May the Word of Life be real to you this Christmas, as you ponder the meaning of His coming!  Merry, merry Christmas to you!


Friday, December 21, 2012

No Fingerprints


My back door looked like this for weeks.  I don't think that they show very clearly in this photo, but there are fingerprints all over the lower panes.  Small fingerprints.  Made by the sweet little fingers of my faraway grandchildren.  And although the children have been gone since the Monday after Thanksgiving, I could not bring myself to clean the marks off of my back door.   



So while I was decking the halls for Christmas, the fingerprints remained.

Kati invited some friends over for games and Christmas treats in early December, and I fully intended to clean the door before her friends came.  But that evening found me scurrying around to get ready for my shopping date with Ron, and I forgot.

So I just never got around to doing it.  And all during the month, I'd look over at those panes and smile, remembering.

On Tuesday, my friend Mary called to say that she was stopping by to drop something off.  And the fingerprints of Eve, Nora, and Peter had become mixed with those of the nearby grands and our own month's worth of fingerprints and the cats' nose prints.  And I decided that it was time to make those panes sparkle again.

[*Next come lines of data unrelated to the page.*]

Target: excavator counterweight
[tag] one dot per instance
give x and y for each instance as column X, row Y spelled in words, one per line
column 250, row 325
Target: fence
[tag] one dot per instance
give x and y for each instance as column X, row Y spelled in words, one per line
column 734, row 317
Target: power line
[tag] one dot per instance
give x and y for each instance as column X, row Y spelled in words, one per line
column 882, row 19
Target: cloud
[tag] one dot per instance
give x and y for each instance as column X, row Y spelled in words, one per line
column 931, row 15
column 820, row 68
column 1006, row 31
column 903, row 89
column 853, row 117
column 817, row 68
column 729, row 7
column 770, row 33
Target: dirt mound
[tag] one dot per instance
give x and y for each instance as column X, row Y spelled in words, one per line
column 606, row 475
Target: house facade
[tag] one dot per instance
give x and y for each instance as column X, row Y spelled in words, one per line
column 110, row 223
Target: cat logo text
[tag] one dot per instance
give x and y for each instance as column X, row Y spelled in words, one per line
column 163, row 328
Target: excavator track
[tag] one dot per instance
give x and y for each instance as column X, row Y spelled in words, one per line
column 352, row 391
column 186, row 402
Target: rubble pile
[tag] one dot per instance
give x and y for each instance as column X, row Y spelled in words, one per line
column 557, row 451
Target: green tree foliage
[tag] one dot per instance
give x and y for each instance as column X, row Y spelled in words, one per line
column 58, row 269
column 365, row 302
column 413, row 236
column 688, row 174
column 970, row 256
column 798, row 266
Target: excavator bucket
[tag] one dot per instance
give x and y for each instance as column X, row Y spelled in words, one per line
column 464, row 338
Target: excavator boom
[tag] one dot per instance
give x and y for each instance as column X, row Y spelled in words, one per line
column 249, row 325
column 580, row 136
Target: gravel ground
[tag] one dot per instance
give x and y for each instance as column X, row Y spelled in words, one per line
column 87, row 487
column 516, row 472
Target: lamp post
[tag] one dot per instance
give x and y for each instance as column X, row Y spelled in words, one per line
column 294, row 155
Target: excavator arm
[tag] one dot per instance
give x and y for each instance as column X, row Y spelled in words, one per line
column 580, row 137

But the clean glass does not sparkle as much as the memories that are living in my heart.   

And besides, I have my stones.  

The morning they left, as we were saying our good-byes, Eve bent down and picked up a stone out of the driveway, handed it to me, and said, "This is to remember me by."  Then Nora also handed me a stone.  I tucked them into my pocket, and after we had watched until their car was no longer in sight, I brought those stones in and set them on the windowsill above my kitchen sink.  

Yes, Eve and Nora, I remember.


And isn't that what Christmas is to the believer...a remembrance?  Our meager attempt at remembering His coming?  A few tangible ways to point to the Word made flesh, and to share our joy at what that means?  

Tuesday, December 18, 2012

Note Card Party: Faux, Faux, Faux!


I am a big fan of faux...in home decor, that is.  Faux lasts longer.  Faux does not demand special care. Faux substitutes when the real cannot be had.  So I unashamedly take advantage of faux elements when decorating for Christmas, sometimes combining them with the authentic.  

Can you identify the faux in these four photos, my choices for Vee's December note card party?


Dining Room Mantel ~ Della Robbia Garland

Did you guess?  The pineapple is faux, as are the pomegranates, pine cones, and the garland of greenery.  The oranges and the brown pods are real.  




Pomanders

Are you getting tired of seeing these pomanders?  ;)  I told you how to make them ~here~, and then they appeared ~here~, and again ~here~, so you may already know that these are made with faux fruit.  




Rosemary Wreath

The wreath, too, is faux.  I once made a wreath of fresh herbs, and I loved it!  I even loved it after it dried, and I hung it in this same window over my kitchen sink.  But the kitchen sink is a busy place and over the weeks (months?) that it hung there, it was bumped and it crumbled a little at a time.  When I saw this faux rosemary wreath in Target, I grabbed it too quick to talk about, and here it hangs years later.  However, the little sprigs of rosemary peeking up from a windowsill vase in the bottom corner of the photo?  They're real, snipped from my own herb garden.  




Mantel Top Display

Today, Kati taught me a new word: fantel.  Have you ever heard this word?  I had not.  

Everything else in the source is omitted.